Guillaume Coutard, Cyril Hervy (Insee)

Entre 2015 et 2023, la part des projets de recrutement jugés difficiles augmente davantage dans les Pays de la Loire qu’au niveau national. Les besoins de main-d'œuvre sont de natures variées selon les territoires. Les difficultés de recrutement augmentent le plus à Beaupréau et Blain, bassins d’emploi à dominante rurale. Les recrutements deviennent très difficiles dans certains bassins d’emploi plutôt tournés vers l’industrie, comme celui des Herbiers. La plupart des bassins d’emploi les plus denses suivent la tendance régionale.

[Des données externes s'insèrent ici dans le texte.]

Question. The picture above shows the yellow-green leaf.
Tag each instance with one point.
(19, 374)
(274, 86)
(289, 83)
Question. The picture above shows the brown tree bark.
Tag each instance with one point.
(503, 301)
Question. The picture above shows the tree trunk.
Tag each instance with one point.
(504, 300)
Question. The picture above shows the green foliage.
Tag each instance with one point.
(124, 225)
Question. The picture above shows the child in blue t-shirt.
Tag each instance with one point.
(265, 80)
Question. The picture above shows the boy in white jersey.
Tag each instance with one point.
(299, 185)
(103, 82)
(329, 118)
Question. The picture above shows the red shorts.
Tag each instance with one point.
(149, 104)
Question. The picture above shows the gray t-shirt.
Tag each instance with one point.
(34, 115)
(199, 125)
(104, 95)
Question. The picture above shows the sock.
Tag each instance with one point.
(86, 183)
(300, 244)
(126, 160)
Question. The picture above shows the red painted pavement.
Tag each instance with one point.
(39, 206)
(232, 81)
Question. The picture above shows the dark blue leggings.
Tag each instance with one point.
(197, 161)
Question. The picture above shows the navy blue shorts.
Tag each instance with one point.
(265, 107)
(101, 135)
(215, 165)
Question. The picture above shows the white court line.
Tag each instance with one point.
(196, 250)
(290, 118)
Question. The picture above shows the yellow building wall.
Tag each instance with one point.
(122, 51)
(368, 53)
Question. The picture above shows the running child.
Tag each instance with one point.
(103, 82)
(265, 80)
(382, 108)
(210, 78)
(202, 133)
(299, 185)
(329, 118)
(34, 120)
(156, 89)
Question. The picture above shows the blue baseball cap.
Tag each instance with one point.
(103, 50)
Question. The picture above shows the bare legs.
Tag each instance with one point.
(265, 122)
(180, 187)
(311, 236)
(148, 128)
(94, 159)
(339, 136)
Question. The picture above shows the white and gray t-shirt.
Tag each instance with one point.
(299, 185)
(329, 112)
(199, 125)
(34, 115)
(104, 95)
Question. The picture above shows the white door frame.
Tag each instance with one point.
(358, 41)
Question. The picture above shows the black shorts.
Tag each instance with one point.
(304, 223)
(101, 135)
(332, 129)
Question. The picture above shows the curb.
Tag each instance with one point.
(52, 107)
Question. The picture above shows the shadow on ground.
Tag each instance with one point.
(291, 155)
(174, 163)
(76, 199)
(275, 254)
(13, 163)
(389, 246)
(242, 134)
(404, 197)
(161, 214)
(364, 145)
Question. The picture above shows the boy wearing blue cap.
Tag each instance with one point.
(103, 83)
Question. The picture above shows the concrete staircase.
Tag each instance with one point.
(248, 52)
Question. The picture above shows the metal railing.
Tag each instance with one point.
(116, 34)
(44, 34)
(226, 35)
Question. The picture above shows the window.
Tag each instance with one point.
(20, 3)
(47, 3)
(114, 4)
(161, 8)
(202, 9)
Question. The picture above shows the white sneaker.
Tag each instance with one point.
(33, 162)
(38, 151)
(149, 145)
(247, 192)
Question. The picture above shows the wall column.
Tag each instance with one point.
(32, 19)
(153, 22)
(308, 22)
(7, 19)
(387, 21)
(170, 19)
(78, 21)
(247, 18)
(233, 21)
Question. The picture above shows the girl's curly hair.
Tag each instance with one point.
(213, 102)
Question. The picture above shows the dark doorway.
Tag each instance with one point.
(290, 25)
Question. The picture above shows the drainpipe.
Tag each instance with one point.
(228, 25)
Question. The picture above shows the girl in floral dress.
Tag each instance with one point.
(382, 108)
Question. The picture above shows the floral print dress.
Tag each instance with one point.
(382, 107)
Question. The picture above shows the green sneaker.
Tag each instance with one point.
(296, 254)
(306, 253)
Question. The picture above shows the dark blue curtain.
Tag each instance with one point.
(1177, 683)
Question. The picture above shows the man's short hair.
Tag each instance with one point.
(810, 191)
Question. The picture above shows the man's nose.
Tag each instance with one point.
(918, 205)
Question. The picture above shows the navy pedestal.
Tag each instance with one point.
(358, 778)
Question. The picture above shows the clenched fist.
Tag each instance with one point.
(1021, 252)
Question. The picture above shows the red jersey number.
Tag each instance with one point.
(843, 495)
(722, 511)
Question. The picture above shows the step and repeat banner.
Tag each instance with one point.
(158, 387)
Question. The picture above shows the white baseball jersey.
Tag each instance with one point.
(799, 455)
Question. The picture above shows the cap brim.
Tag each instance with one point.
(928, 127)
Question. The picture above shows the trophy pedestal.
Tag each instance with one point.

Insee Flash Pays de la Loire
No 146
Paru le :Paru le21/03/2024

Cette étude fait partie d'une série de publications sur Économies ligériennes et transitions.

En 8 ans, les difficultés de recrutement progressent davantage dans les Pays de la Loire

Dans les Pays de la Loire, les recrutements sont marqués par des difficultés croissantes. Ainsi, en 2023, parmi les 205 000 projets de recrutement anticipés (sources), 69 % sont considérés comme difficiles par les employeurs de la région, contre 37 % huit ans plus tôt. Ces difficultés de recrutement, souvent structurelles, mais aussi parfois amplifiées par les crises, possèdent une dimension territoriale.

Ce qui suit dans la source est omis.